7. Ransomware attacks which encrypt personal data and render it unavailable.
8. Cyber-attacks which lead to personal data being stolen.
9. Depending on the risk to individuals affected by the data breach, we may need to notify the Information commissioner’s Office (the “ICO”) of the breach within 72 hours of becoming aware of it. We may also need to inform affected data subjects without undue delay.
10. It is therefore very important that all potential and actual data breaches are reported as soon as you become aware of them by contacting the Manager of the Foundation, who will then let the board of trustees know.
11. Even if you are not sure if a breach has occurred, you must report it as set out above. In all cases, reporting the potential breach must happen without delay because of the 72-hour deadline for informing the ICO in some cases.

Training

Frenkel Topping Charitable Foundation via Frenkel Topping Group provides data protection training to all personnel during induction as well as ongoing refresher training every 2 years. We know you are busy and have lots to remember, but it is essential that you pay attention to all training and ask questions if you are unsure about your responsibilities.

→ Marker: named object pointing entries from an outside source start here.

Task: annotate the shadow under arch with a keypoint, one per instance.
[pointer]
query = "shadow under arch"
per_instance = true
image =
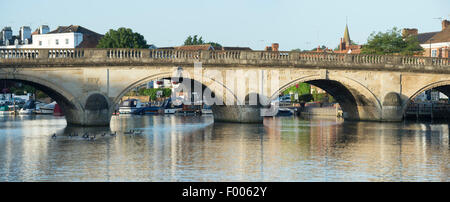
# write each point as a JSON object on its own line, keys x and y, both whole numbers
{"x": 441, "y": 86}
{"x": 355, "y": 99}
{"x": 66, "y": 100}
{"x": 169, "y": 75}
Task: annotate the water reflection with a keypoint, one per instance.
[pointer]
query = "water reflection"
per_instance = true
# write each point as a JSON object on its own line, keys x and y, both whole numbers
{"x": 178, "y": 148}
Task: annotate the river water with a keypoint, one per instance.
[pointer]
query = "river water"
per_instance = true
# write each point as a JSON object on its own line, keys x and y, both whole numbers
{"x": 178, "y": 148}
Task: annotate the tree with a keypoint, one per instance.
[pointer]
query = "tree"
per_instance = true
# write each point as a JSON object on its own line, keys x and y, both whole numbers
{"x": 122, "y": 38}
{"x": 199, "y": 41}
{"x": 391, "y": 42}
{"x": 323, "y": 47}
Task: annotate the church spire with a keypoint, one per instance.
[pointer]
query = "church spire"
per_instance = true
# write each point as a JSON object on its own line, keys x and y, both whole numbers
{"x": 346, "y": 35}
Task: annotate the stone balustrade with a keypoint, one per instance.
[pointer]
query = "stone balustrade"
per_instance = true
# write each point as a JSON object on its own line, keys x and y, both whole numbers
{"x": 210, "y": 57}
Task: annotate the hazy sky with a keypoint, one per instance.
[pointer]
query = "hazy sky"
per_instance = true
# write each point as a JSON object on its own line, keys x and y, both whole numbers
{"x": 253, "y": 23}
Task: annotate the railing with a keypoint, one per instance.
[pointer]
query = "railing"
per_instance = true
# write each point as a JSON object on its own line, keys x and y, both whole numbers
{"x": 65, "y": 53}
{"x": 124, "y": 53}
{"x": 232, "y": 56}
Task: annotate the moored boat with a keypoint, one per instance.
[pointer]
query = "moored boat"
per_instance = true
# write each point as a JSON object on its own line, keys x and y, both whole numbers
{"x": 130, "y": 106}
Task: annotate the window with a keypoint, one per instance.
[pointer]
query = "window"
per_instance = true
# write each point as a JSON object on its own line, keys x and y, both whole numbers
{"x": 434, "y": 53}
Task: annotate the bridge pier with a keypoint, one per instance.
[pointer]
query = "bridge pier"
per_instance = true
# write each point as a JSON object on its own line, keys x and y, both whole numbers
{"x": 237, "y": 113}
{"x": 96, "y": 112}
{"x": 392, "y": 108}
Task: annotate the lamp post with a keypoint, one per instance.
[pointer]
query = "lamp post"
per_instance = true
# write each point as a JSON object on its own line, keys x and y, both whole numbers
{"x": 430, "y": 45}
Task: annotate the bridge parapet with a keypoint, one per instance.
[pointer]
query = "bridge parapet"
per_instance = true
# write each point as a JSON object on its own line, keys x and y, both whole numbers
{"x": 231, "y": 57}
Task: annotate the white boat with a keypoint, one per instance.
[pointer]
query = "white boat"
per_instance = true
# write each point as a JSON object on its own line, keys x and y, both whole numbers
{"x": 5, "y": 110}
{"x": 129, "y": 106}
{"x": 172, "y": 110}
{"x": 206, "y": 109}
{"x": 29, "y": 107}
{"x": 46, "y": 108}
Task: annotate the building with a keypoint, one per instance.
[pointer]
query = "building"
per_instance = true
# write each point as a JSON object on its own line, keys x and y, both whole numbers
{"x": 72, "y": 36}
{"x": 346, "y": 45}
{"x": 435, "y": 44}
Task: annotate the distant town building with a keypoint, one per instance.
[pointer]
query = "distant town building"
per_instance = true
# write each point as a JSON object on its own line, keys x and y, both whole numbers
{"x": 346, "y": 45}
{"x": 72, "y": 36}
{"x": 435, "y": 44}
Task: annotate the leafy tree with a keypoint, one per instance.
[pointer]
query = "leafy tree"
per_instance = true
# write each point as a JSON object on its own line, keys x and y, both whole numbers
{"x": 391, "y": 42}
{"x": 300, "y": 89}
{"x": 199, "y": 41}
{"x": 305, "y": 98}
{"x": 122, "y": 38}
{"x": 321, "y": 47}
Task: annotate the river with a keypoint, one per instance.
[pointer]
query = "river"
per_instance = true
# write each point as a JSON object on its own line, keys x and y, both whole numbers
{"x": 178, "y": 148}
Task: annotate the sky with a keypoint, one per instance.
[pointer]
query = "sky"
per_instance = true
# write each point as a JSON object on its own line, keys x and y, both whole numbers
{"x": 244, "y": 23}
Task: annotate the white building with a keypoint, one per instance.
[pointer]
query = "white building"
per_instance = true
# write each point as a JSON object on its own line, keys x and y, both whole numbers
{"x": 72, "y": 36}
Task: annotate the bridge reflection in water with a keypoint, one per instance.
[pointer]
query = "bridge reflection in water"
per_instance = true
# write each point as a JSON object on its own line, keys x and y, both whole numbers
{"x": 175, "y": 148}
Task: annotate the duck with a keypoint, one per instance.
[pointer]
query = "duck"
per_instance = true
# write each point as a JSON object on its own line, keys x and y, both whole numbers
{"x": 129, "y": 132}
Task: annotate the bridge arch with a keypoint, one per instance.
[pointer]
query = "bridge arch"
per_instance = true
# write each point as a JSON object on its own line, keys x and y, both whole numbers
{"x": 213, "y": 86}
{"x": 356, "y": 100}
{"x": 69, "y": 104}
{"x": 442, "y": 86}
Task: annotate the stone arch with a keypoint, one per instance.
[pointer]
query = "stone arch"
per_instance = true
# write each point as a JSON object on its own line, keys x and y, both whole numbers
{"x": 169, "y": 75}
{"x": 355, "y": 99}
{"x": 68, "y": 102}
{"x": 442, "y": 86}
{"x": 438, "y": 84}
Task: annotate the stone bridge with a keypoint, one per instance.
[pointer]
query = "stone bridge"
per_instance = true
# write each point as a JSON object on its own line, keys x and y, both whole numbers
{"x": 89, "y": 83}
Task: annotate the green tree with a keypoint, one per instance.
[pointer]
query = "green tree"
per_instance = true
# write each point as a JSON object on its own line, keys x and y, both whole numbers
{"x": 122, "y": 38}
{"x": 391, "y": 42}
{"x": 199, "y": 41}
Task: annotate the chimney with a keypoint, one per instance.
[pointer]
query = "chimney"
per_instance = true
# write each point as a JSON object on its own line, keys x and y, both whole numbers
{"x": 445, "y": 24}
{"x": 275, "y": 46}
{"x": 408, "y": 32}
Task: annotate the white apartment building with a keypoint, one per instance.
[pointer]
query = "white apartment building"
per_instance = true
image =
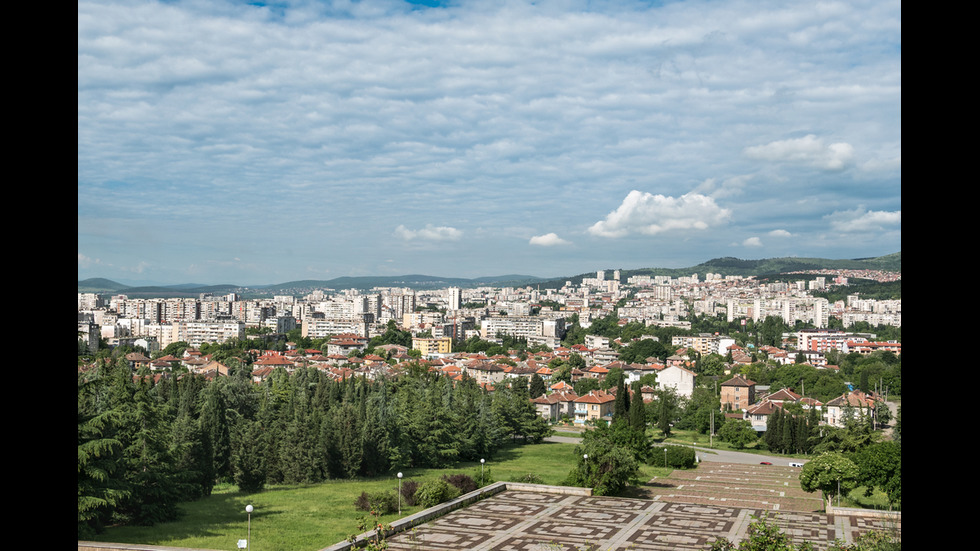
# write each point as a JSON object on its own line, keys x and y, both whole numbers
{"x": 527, "y": 327}
{"x": 195, "y": 333}
{"x": 315, "y": 328}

Disclosure and Destruction of Data

If anyone has any queries about how we use this data or would like us to destroy what we can stored about them, they can get in touch using via our website enquiries@frenkeltopping.co.uk or write to us at Frenkel Topping Charitable Foundation, 15 Carolina Way, Salford, Manchester, M50 2ZY

If they are not satisfied with how we respond to their concern, you have the right to make a complaint to the Information Commissioner’s Office (ICO).